Definitely people falling down. I don’t care who it is, where they are, it’s always hilarious. I even laugh at people falling down on TV. Ex-boyfriend used to berate me for laughing at the scene in “Radio” where some kids were chasing radio and he fell down.

It’s best in person though. I got the pleasure of witnessing the most spectacular fall ever a couple of years ago. A bunch of friends and I were parting it up in someone’s barn. You know, typical barn, there’s horses in stalls and whatnot. Also there’s horse poop on the floor, right in the middle of the barn. There’s a little cage with a quail in it, and someone had let it out and it was kind of running around the barn. Person X sees the quail and decides to run after it. Well, he didn’t notice the horse crap on the floor. He’s running full speed towards this quail, steps in the horse crap, and his feet literally FLY out from under him and he lands right on his ass in the middle of this pile of doo-doo. Funniest damn thing I have ever seen in my life. I still bring it up. “Remember when X fell down in the barn! BWA HAHA!”
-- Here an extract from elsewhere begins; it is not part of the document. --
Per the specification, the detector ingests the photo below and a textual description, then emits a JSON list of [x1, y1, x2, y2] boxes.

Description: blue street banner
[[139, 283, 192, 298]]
A really childish one for me is when I’m in a crowded setting and something makes a loud fart-like sound (like a table scraping the floor or someone using a nearly empty plastic squeeze bottle) and someone says, “Excuse me!”

Always get’s me.

An intentional joke that always breaks me up is the “Muffin Man” gag from Shrek.

I also love any time “your mom” comes up in conversation. The more disjointed or inapplicable, the better.

“It’s a nice day outside.”

“Yeah, your mom thinks it’s a nice day outside.”

sputter

We have a Popeye’s Chicken near our house, so we go there a lot. Lately they’ve got a new sign up by the register which makes me chuckle every time I see it. I guess I’m easily amused.

It says something like:

At Popeye’s, everything tastes GREAT!
(except for the napkins. Those taste like napkins.)

:slight_smile:

Both this No Diving sign and this Respirator warning affixed to the wall in the employee’s bathroom at work.

From Police Squad: ’Step out into my Japanese garden’

SCTV’s “Battle of the PBS Network Stars” featuring Julia Child in a boxing match with Mr. Rogers & King Friday

Did somebody already mention that video with the monkey sniffing his finger and then falling out of a tree? Because that is comedy gold.

Also, the Greatest Picture Ever. It’s my desktop background, and it still cracks me up every time I see it.